MARCO LODOLI, la Repubblica 4/9/2010, 4 settembre 2010
PER TENERLI CI VUOLE CARISMA MA COSÌ PRIMA O POI SCAPPANO
Le classi si affollano, diventano una calca ingovernabile di attese, speranze, tensioni, distrazioni. Trenta e passa studenti per classe sono un problema che nessun insegnante può risolvere, o meglio: sono trenta problemi trascurati, trenta storie affogate nell´indifferenza. Soprattutto nelle periferie delle nostre grandi città l´insegnante deve necessariamente svolgere un doppio lavoro: spiegare la sua materia, farla entrare in un modo o nell´altro nelle teste dei suoi recalcitranti studenti, programmare, interrogare, correggere, il solito lavoro, insomma, anche se ogni anno diventa più difficile mantenere viva un´attenzione e raggiungere dei risultati. E poi c´è il fattore umano.

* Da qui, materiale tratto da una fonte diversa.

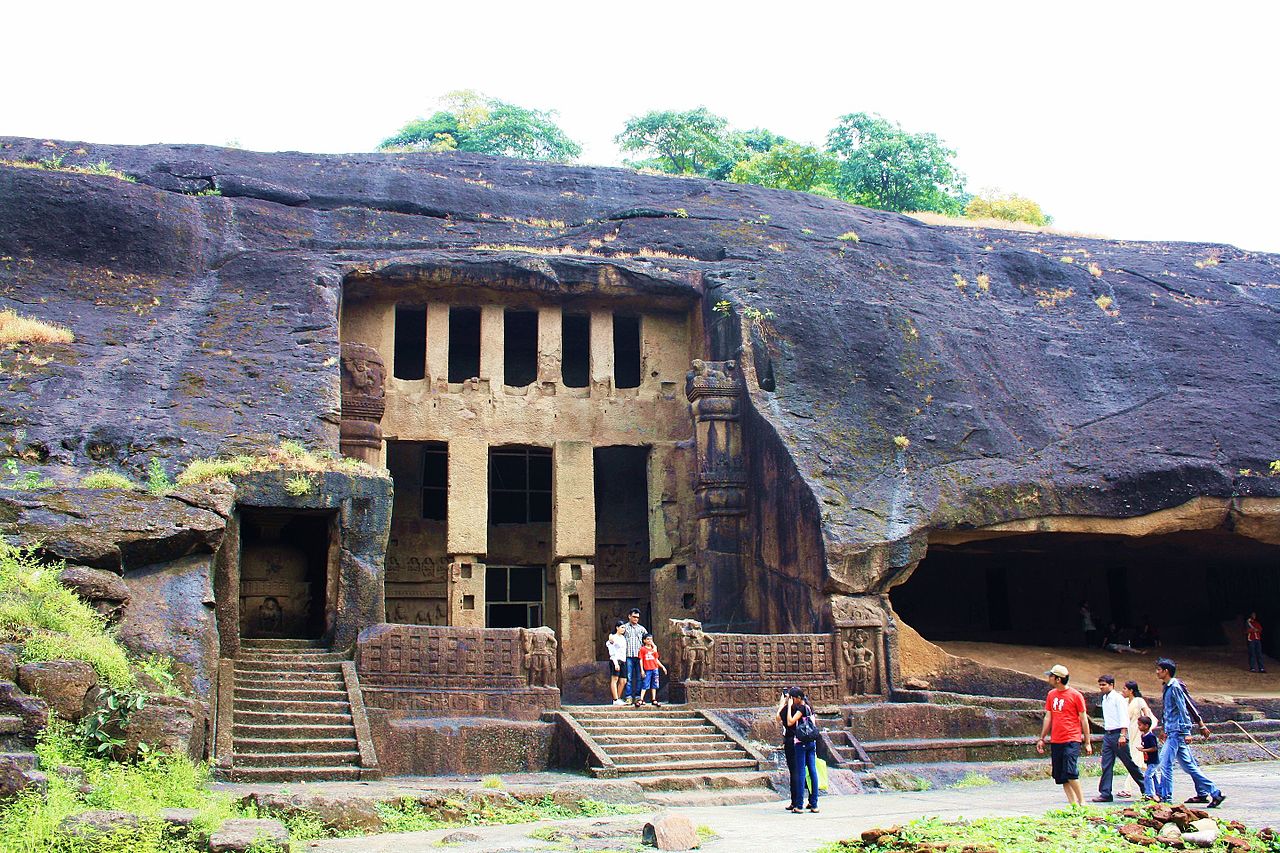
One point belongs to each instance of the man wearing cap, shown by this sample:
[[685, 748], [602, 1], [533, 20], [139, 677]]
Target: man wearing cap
[[1066, 725], [634, 634]]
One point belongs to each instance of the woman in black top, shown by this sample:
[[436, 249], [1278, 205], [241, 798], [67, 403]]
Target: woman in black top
[[805, 762]]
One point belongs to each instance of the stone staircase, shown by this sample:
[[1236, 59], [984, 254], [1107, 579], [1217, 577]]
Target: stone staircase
[[292, 717], [672, 739]]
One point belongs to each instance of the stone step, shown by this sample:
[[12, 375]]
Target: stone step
[[666, 752], [292, 730], [292, 706], [937, 749], [282, 746], [686, 766], [288, 666], [641, 738], [273, 717], [319, 692], [282, 643], [332, 758], [295, 774], [24, 760]]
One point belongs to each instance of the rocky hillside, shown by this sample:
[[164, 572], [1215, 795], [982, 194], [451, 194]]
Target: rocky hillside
[[918, 375]]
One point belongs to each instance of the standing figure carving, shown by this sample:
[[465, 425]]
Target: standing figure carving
[[540, 647], [859, 662], [364, 378]]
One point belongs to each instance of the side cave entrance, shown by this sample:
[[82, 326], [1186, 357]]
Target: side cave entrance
[[1189, 588], [286, 569], [622, 571]]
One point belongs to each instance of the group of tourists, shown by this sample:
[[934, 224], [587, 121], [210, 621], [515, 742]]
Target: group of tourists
[[1129, 735], [634, 662]]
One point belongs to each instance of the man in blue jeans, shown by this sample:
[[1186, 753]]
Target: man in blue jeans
[[634, 634], [1179, 711]]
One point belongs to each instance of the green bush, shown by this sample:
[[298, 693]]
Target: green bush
[[1008, 206]]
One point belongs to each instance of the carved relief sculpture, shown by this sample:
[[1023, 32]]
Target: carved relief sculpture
[[540, 646], [860, 661], [364, 378]]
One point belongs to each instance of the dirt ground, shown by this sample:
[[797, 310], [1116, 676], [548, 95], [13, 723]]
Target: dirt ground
[[1206, 670]]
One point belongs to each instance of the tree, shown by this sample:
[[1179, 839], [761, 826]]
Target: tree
[[882, 165], [993, 204], [472, 122], [689, 142], [790, 165]]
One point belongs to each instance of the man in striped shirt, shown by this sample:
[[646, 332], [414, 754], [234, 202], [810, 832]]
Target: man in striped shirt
[[634, 634]]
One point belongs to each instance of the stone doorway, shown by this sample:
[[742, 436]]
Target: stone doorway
[[284, 573], [622, 571], [1027, 588]]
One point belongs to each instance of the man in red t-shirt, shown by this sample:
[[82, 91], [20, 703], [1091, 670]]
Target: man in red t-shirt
[[1066, 725]]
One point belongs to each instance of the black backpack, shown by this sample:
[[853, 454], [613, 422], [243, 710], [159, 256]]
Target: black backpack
[[807, 729]]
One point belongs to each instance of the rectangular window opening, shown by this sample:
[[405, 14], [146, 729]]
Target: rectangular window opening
[[576, 350], [520, 347], [435, 482], [464, 343], [626, 351], [520, 484], [410, 357]]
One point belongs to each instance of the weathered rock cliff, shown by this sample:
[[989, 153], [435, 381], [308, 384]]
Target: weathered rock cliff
[[1032, 374]]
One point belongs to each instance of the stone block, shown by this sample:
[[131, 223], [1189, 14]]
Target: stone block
[[671, 833], [240, 834], [63, 684]]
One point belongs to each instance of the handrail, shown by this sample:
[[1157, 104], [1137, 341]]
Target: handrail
[[364, 737]]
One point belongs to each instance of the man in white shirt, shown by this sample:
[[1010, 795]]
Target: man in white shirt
[[1115, 738]]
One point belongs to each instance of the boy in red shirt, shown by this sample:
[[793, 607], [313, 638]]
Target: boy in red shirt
[[649, 666], [1066, 725]]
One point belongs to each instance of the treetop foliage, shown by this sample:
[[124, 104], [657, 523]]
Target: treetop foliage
[[472, 122]]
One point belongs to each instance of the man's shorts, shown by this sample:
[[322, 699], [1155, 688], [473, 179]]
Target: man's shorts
[[1066, 761]]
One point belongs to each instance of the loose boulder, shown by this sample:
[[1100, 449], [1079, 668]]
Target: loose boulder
[[240, 834], [63, 684], [103, 591], [671, 833]]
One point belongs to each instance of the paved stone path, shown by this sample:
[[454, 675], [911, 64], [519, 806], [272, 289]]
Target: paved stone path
[[1252, 789]]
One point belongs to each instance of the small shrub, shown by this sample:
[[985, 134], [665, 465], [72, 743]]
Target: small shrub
[[1009, 206], [298, 486], [158, 479], [16, 328], [106, 480]]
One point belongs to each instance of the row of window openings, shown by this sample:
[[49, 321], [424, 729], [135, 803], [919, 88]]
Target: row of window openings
[[520, 347], [520, 484]]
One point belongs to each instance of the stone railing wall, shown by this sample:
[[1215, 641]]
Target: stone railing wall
[[458, 671], [750, 670]]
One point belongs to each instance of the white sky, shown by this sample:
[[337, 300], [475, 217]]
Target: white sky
[[1152, 121]]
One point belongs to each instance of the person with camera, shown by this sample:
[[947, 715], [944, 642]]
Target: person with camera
[[801, 733]]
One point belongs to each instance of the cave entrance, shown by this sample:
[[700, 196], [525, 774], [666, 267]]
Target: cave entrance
[[284, 573], [1192, 587], [621, 538]]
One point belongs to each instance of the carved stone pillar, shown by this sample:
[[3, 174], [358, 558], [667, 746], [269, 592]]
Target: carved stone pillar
[[364, 377], [714, 391]]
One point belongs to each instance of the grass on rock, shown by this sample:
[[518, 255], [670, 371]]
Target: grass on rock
[[1065, 830]]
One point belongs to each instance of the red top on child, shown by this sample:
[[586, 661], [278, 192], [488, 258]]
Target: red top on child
[[1065, 706]]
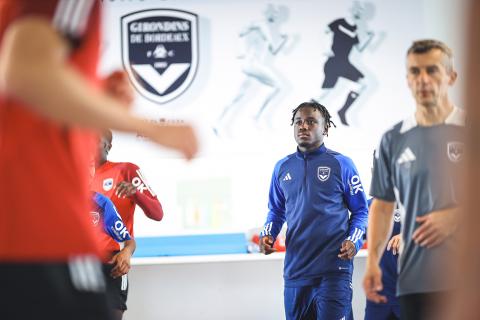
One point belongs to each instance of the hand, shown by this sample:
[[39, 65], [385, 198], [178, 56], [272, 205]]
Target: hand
[[266, 245], [434, 227], [125, 189], [348, 250], [121, 262], [372, 284], [117, 86], [394, 244]]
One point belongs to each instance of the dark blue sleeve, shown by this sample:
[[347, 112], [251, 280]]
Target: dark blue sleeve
[[112, 222], [276, 206], [356, 201]]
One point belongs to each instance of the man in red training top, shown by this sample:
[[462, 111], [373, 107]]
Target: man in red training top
[[124, 184], [49, 103]]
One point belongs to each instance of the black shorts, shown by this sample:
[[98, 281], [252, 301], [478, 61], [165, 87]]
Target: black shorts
[[336, 68], [117, 289], [74, 290]]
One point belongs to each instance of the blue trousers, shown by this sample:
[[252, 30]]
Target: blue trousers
[[329, 299]]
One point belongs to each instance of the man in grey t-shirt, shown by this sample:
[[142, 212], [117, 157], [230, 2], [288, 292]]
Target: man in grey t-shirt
[[416, 165]]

Un tempo gli alunni erano cognomi su un registro, colonne di caselle da riempire di voti per poi tirare una media finale. Oggi questi ragazzi si sono guadagnati un volto, un nome di battesimo, vogliono essere ascoltati perché a casa i genitori hanno troppo da fare, perché la televisione non li ascolta, tacciono perché vogliono parlare e dire le cose più vere, parlano e vogliono tacere perché l´adulto li comprenda solo da uno sguardo. Sono complicati, camminano sul bordo, sono piccoli e vorrebbero essere grandi e per questo spesso si fanno del male, hanno attorno vicende spaventose, si sentono perduti. Il mondo oggi è un tritacarne, solo i ragazzi più tosti riescono a cavarsela, e a un prezzo altissimo. Gli altri tremano. E spesso lasciano il banco indecisi su quale direzione prendere: a volte imboccano la porta e scompaiono per sempre, a volte arrivano alla cattedra e chiedono aiuto, raccontano, si sfogano, aspettano una parola giusta. Il livello di confusione e di dolore è altissimo, basta un nonnulla e il ragazzo è fuori dalla scuola, fuori dalla sua età, fuori da quello che gli spetta. Per questo trenta studenti per classe sono troppi.
I nomi tornano a essere cognomi, le storie si trasformano in grida o in silenzio. E a dicembre la classe si spopola, avviene una sorta di selezione naturale ferocissima. I più deboli svaniscono nel nulla. Li chiami a casa, promettono di tornare, dietro la loro voce si sentono strilli oppure il rimbombo del vuoto. Promettono, ma non tornano più. Non si sa dove finiscono, su qualche muretto, in compagnia di balordi, oppure ingrassano guardando la televisione dalle undici di mattina a notte fonda.
Oggi non si può più tenere una classe esageratamente numerosa. I vasi di coccio si sbriciolano in due mesi. E poi c´è qualche straniero che non capisce ancora perfettamente la lingua, qualche disabile che andrebbe seguito con più affetto, con più cura, e poi ci sono tutti gli altri che non ce la fanno proprio a stare sei ore ammucchiati in un´aula scrostata, stretta, soffocante. L´insegnante apre il libro, prova a spiegare la sua lezione, ma lo capisce subito che non ce la farà mai a tenere quelle energie unite e concentrate sulle sue parole. La voce si abbassa impercettibilmente, le frasi si accasciano a poco a poco. Ci vuole carisma, ci vuole fascino, bisogna essere degli ipnotizzatori: ma il prof-pastore sente che le trenta e passa pecore se ne vanno, che nessun fischio le può trattenere. E gli dispiace, perché la scuola è ancora un recinto sicuro, in posto caldo dove crescere: fuori per chi si allontana e si perde ci sono solo i lupi.